For my project, I have made some modifications to meet some of our requirements.  I'd be interested in contributing generally-useful changes to the project, but I'm not sure about some of the change I'd like to see.  I had some questions about the code base.

 *   What is the utility of having a SAX and DOM version of the scan?  Right now, I'm basically calling into the DOM scanner directly, as I have my own DOM edits I need to do.
 *   Is there really that much demand for Java 1.4 compatibility?  I'd prefer a Java 5+ code base.  There are also some code cleanups that would be worthwhile (using spaces instead of hard tabs is one example).

Note that none of this affects the policy file and its processing.  That is great.  I changed the API (slightly) to make the Anti-Samy processing more extensible without touching the policy file processing.  Adding everyone's ad-hoc requirements as policy file options will quickly make Anti-Samy overcomplicated and difficult to use (a barrier to acceptance).
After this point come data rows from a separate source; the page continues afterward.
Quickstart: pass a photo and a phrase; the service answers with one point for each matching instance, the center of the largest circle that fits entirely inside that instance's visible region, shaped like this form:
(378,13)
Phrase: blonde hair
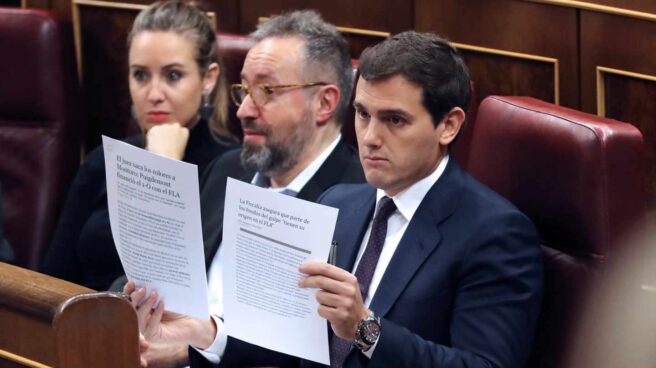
(187,19)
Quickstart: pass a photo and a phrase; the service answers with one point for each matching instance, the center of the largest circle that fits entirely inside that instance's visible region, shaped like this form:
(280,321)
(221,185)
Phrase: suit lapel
(420,239)
(330,173)
(351,227)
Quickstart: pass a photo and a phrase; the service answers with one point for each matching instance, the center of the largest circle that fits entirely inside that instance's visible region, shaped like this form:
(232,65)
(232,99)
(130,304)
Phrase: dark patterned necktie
(339,348)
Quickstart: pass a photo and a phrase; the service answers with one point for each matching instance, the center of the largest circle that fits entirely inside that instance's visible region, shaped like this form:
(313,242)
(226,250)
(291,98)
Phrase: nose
(155,93)
(369,133)
(247,109)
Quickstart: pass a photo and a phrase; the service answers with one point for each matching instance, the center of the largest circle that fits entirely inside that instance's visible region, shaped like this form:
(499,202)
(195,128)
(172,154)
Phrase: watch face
(370,331)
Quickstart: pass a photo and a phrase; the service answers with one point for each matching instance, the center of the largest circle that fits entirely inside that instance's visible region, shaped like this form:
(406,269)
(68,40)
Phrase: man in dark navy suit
(433,269)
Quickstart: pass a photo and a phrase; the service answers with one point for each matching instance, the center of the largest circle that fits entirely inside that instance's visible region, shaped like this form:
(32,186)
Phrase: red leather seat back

There are some other changes that would make it easier to embed:

 *   Following IOC (inversion of control) configuration design patterns
 *   Using DOM3 APIs instead of directly referencing Xerces classes.  (Not sure how to do HTML instead of XHTML output with that, though.)
 *   Allowing the caller to set the ResourceBundle.  It would also help if the i18n keys had a better namespace, like starting with "antisamy."  The ResourceBundle could use the provided properties file, or it could us something else (we have our own i18n system that we'd prefer.)

Is anyone interested in these updates/structural changes?  If not, I can fork the code (I'd rather not, for obvious reasons.)